The Number of New Homes for which George Prather Solicited Financing

An article from the 1994 book Atlanta: A City of Neighborhoods tells the story of Vine City through the life history of George Prather, who grew up and stayed in the "brick bungalow his parents built in the twenties." Prather remembered Vine City to be "a great neighborhood, a middle-class place. We went to school, to church. We were law-abiding. If you carried anything other than a Boy Scout knife, the rest of us would have nothing to do with you. The exclusion was pretty effective" (104).

He continued: "Vine City was a good-looking neighborhood when I was coming along. Postal workers, railroad firemen, educators, porters, chauffeurs - they were at the top of the economic ladder. Had nice homes, educated their children. School was the number one priority" (104).

The article author writes that "Churches, clubs, and other institutions still operate, but the old ethic is tarnished…Although generations have died and their children gone away, there remains a small core of enlightened successors, young and old, who seem unconquerable" (107).
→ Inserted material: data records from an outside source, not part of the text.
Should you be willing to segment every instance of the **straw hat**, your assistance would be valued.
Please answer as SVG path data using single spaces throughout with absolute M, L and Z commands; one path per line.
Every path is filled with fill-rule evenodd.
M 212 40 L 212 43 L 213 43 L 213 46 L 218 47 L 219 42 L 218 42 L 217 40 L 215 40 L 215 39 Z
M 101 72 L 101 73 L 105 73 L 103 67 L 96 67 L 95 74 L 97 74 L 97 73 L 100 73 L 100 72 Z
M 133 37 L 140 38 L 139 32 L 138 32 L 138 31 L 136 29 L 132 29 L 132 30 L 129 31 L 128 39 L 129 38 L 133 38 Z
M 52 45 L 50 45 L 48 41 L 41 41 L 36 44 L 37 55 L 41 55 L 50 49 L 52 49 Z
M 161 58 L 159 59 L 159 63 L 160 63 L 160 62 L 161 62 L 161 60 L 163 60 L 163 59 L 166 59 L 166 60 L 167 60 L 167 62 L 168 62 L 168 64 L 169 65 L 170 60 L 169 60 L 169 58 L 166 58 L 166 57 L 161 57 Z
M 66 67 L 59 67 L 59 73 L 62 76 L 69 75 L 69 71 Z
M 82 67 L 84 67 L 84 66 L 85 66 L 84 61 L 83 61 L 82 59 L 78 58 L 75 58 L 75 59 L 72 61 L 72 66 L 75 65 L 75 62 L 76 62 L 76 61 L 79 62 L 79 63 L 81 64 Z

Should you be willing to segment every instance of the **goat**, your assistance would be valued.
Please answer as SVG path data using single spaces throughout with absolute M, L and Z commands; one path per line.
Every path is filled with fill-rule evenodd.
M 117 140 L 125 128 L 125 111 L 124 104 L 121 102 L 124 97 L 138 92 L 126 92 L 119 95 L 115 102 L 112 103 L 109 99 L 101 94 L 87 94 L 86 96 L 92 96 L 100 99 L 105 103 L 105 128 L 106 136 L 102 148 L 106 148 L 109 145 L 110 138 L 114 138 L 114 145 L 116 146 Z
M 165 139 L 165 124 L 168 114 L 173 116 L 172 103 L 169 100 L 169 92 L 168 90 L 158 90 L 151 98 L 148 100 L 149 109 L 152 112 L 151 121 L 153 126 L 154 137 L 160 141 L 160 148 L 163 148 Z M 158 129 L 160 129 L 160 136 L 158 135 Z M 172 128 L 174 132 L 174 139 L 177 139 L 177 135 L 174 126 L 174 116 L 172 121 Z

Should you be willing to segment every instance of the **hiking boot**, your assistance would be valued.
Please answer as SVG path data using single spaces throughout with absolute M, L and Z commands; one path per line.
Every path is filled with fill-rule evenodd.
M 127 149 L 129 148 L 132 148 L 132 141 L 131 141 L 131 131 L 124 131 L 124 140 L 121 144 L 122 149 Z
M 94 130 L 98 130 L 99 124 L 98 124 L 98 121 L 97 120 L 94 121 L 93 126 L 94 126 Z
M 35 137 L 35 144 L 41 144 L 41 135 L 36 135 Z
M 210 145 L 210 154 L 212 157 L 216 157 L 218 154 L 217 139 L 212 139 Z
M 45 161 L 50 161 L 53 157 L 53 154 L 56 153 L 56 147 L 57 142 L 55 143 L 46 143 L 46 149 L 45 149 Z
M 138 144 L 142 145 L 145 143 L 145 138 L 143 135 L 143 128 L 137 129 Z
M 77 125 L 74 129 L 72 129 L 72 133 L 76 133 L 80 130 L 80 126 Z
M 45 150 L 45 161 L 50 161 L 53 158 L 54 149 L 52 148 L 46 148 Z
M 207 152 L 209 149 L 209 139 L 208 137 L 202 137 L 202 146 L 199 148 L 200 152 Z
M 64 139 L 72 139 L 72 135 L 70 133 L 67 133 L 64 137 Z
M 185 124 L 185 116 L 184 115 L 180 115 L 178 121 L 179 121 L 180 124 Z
Prather, one of those "unconquerable few" touted efforts he had been involved in to get financing from the Georgia-Pacific Corporation for homes. Prather remembered the successful effort: 'We laid to rest the myth that nobody would buy a house here." He continued that "fifty new homes have been sold, and Georgia-Pacific calls it 'Project Hope', and that's just what it is" (107).

Sources:
Joseph F. Thompson and Robert Isbell. Atlanta: A City of Neighborhoods. Columbia, SC: University of South Carolina Press, 1994.